Futures market trading is pointing to a mild improvement in dairy prices at this week's GlobalDairyTrade auction after a surprisingly weak start to the year.

Whole milk powder prices look likely to improve a little after dropping 7.7 per cent at the previous sale in what was later seen as a rebalancing between the main products on offer.

In the big picture, analysts said the likelihood of continued declines in world production would remain supportive for prices this year.

Karl Arns, dairy futures broker at OM Financial, said the first sale of 2017 on January 4 - which saw prices overall fall by 3.9 per cent - was looking like an aberration.


"We certainly expect the result to be positive," he said.

"The exact amount of the improvement is uncertain but something around 2 to 4 per cent (for whole milk powder) looks likely," he said.

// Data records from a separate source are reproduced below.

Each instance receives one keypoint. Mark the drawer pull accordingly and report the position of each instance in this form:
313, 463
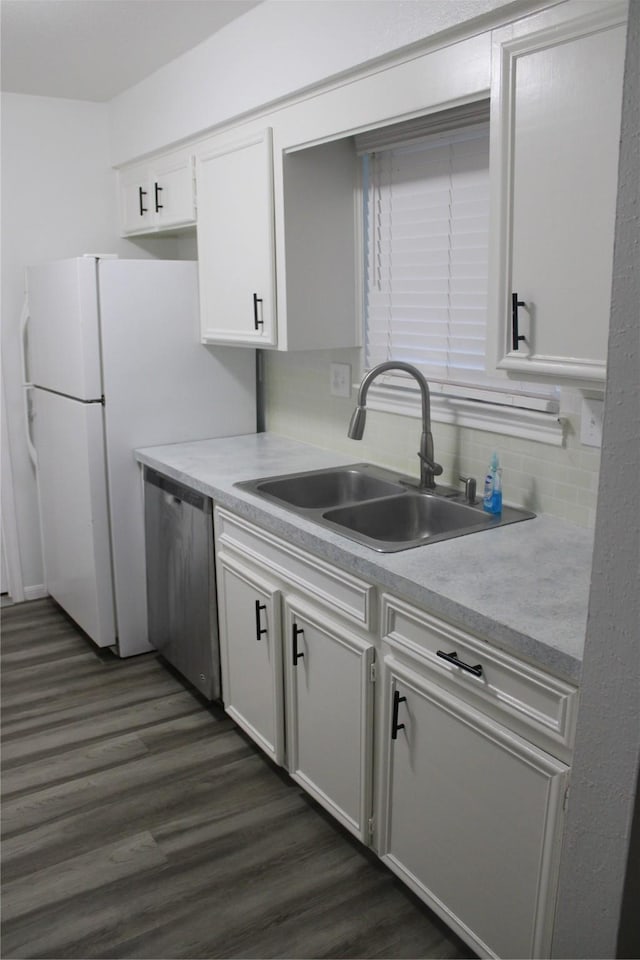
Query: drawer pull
296, 633
395, 726
516, 336
258, 321
259, 628
453, 658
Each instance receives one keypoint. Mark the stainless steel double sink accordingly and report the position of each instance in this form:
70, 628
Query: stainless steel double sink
379, 508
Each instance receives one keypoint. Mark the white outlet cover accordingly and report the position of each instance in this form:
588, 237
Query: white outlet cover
591, 422
340, 380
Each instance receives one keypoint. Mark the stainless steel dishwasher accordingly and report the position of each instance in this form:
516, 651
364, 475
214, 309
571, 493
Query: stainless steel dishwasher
181, 592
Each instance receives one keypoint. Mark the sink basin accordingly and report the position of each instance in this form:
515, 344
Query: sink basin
327, 488
410, 518
377, 507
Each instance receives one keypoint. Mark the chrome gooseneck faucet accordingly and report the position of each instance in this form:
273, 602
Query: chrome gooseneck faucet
429, 469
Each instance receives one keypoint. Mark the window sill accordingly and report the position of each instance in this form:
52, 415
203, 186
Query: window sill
506, 420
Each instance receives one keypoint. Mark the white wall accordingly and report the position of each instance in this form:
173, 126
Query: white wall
277, 48
607, 754
58, 200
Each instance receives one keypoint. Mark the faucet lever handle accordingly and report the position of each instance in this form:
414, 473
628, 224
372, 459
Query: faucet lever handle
436, 468
469, 488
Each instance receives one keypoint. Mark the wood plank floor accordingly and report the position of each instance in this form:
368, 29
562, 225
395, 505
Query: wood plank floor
139, 822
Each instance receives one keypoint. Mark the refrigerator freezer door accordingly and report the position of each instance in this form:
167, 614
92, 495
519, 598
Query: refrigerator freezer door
63, 330
162, 385
69, 437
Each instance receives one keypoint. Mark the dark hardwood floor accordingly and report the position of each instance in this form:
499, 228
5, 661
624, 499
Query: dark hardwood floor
139, 822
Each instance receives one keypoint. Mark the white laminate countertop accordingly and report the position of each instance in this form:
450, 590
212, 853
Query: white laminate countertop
523, 588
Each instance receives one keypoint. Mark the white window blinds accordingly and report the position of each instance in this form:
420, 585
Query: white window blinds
426, 261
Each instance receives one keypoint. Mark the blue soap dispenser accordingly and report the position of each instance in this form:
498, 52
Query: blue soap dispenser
492, 501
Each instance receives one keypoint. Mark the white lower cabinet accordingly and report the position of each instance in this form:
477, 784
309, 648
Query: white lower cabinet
251, 654
470, 815
447, 755
329, 713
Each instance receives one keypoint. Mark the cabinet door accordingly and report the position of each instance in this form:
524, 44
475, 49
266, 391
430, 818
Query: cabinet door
236, 242
556, 103
250, 655
136, 206
171, 190
329, 725
470, 816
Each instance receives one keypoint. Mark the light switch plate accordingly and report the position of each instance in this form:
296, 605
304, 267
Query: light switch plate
591, 422
341, 380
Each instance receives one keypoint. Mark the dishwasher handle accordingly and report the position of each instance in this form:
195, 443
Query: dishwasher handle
176, 491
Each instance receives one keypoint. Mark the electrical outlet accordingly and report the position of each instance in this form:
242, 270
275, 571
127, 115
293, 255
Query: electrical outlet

Dairy HQ analyst Susan Kilsby also expects to see a small improvement.

"The underlying fundamentals still indicate that we should not see a big drop in commodity prices as milk supply is still contracting across the globe," Kilsby said.

She expects to see a small price gain in whole milk powder and anhydrous milk fat and with marginal falls in skim milk powder and butter.

"The first auction [of 2017] was a rebalancing of the various commodities, rather than the start of a new downward trend," she said.

While production is declining in most of the big dairy producing countries, the exception is the United States, where it is rising in line with strong domestic demand for butter.

Rabobank, in its latest quarterly outlook, said reduced dairy supply will fuel further dairy price increases in the early part of this year.

Dairy production in the second half of 2016 dropped significantly in six of the seven key dairy export regions, with 2.6 million tonnes less milk produced compared to the second half of 2015.


"Reduced cow numbers and challenging production conditions mean we expect the recovery of global dairy production and volumes for export will be delayed until the second half of 2017 - and this will create further upward price pressure in the short term," Rabobank dairy analyst Emma Higgins said.

Challenging production conditions were particularly evident in New Zealand, Higgins said, with disruptive weather at the beginning of the season hammering spring pasture growth in the North Island.

In its last production update, Fonterra said its milk collection across New Zealand for the seven months to December 31 reached 881 million kg of milksolids - down 5.5 per cent compared with the same period last season.

Fonterra last year raised its farmgate milk price by 75c to $6.00 per kg of milksolids - almost a dollar above Dairy NZ's estimate of breakeven.

Most dairy analysts have raised their forecasts for the current season to around $6.20 to $6.50/kg.